During an economic downturn, the first temptation for every employer is to cut costs – either to stabilise profit or, in more extreme cases, to survive. There are some areas, however, where attempting to cut back could end up costing the business considerably more than is saved. Assessment is one such area.

The economic situation is grim, but good employers who are ahead of the game will appreciate that economic recovery will follow the gloom, and with recovery will come immense opportunity. The best people need to be onboard to ensure optimal business performance both during the recession and when recovery comes. Business survival will depend on it.

It is absolutely essential for an organisation to assess how important its people are now and for the future. Getting the right people is going to impact significantly on the bottom line and will be the difference between success and failure.

Applying rigorous, fair, and tailored assessment ensures that the investment organisations make in their workforce will be money well spent. There are some fundamental elements an organisation needs to have in place to guarantee their assessment process hits the mark in these trying times.

First, as discussed in TMP’s recent White Paper, The Right Fit: Reducing the Risk of Recruitment, organisations need to ensure they are using a competency framework that fully reflects the behaviours and skills people need to be successful in a given job.
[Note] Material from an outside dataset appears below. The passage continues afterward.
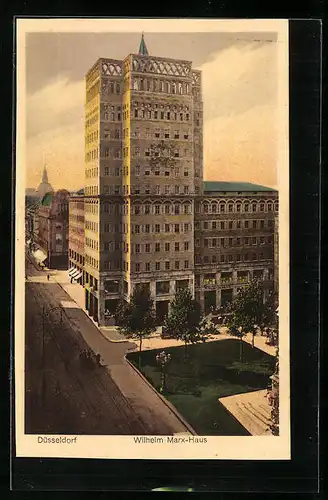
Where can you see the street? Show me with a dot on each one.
(62, 396)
Second, organisations need to put in place a recruitment process that deals efficiently with large volumes and assesses candidates against both the competency model and motivational fit for a role as well as an organisation. As competition for jobs increases, so the need for sorting the wheat from the chaff becomes all the more important. Candidates will increasingly apply for jobs through a need for work, regardless of whether they are suitably qualified or genuinely motivated to perform within the available roles. The number of applications companies face can become quite overwhelming.

Third, there is a range of assessment methods (such as assessment centres, competency-based interviews and psychometric tests) that organisations can use to ensure they gain a thorough and objective assessment of candidates. Companies cannot underestimate the importance of getting assessment right, and using the right tools to find the right people will be the winning success factor for seeing out the downturn.